= Draft Ukrainian orthography of 2003 =

The Draft Ukrainian orthography of 2003 (Проєкт українського правопису 2003 року) was developed under the leadership of Academician of the National Academy of Sciences of Ukraine Vitalii Rusanivskyi by a group of members of the current Ukrainian National Commission on Orthography at the Ministry of Education and Science of Ukraine and the National Academy of Sciences of Ukraine. Authors of the draft: Vitalii Rusanivskyi (scientific editor), Bohdan Azhniuk, Svitlana Yermolenko, Natalia Nepyivoda, Oleksand Taranenko, Larysa Shevchenko and Larysa Shevchenko. Editing and computer processing of the text were performed by the Ukrainian Language and Information Fund of the National Academy of Sciences of Ukraine. Published in small editions in the Scientific and Publishing Center of the NBU. VI Vernadsky.

The project's proposals differ from others (Draft Ukrainian orthography of 1999, I. Yushchuk's Draft Spelling 2008) by their conservative attitude towards the current linguistic norm. It is not proposed to introduce intervocalic sounds (проект, діалектика), the optionality of the letter ґ is preserved (§§ 87-88), і- remains at the beginning of Ukrainian words (§ 3: інший, інколи), it is not proposed to write the word "пів" separately (§ 26: піваркуша, півгодини, пів'яблука, пів-Києва), in the nouns of the third declension is stored -і and so on.

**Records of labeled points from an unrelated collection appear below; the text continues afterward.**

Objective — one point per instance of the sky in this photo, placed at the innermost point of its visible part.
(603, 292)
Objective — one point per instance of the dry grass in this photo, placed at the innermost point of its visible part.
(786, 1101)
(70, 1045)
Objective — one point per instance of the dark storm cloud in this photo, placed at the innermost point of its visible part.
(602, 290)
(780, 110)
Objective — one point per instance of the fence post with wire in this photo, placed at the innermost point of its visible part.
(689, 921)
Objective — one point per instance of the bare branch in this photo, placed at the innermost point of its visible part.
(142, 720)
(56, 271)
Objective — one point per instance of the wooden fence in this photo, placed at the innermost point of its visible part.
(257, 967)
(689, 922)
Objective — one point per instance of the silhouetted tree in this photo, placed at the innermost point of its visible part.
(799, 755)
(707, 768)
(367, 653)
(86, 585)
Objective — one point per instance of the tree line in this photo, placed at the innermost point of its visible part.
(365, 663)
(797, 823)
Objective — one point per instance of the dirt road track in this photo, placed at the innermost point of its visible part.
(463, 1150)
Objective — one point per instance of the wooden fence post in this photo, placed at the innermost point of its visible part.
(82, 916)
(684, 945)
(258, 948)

The project pays considerable attention to streamlining the rules for the transfer of foreign and borrowed words. In particular, the doubling of consonants (in § 91 it is proposed to keep the doubling in infinitive words of Italian origin: барокко, стакатто, лібретто), the distinction of sounds I, Y (in §§ 92-93 in foreign proper names, and personal names and geographical names, is proposed to write -и- only after ж (дж), ч (щ), ш, with a few exceptions, which cancels the changes of the 1993 edition and returns the spelling: Ціцерон, Лейпціг, Корсіка, Сіракузи, Цюріх, Сан-Франціско, Цінціннаті, Оріноко, Рів'єра), transmission of foreign diphthongs (§§ 101-102), non-cancellation of words of foreign origin to vowels (§ 103). The project proposes to traditionally keep -й- in the position between vowels in proper names: "Гойя, Майя, Мейєрхольд, Німейєр, Тайюань, Фейєрбах, (Омар) Хайям, Хейєрдал and some others."

The draft did not become a valid spelling.

== Draft text ==

- Ukrainian orthography: draft / Vitalii Rusanivskyi and others; Ukrainian National Commission on Spelling. — K.: Scientific and Publishing Center of the NBU. Vernadskyi, 2003. - 168 p.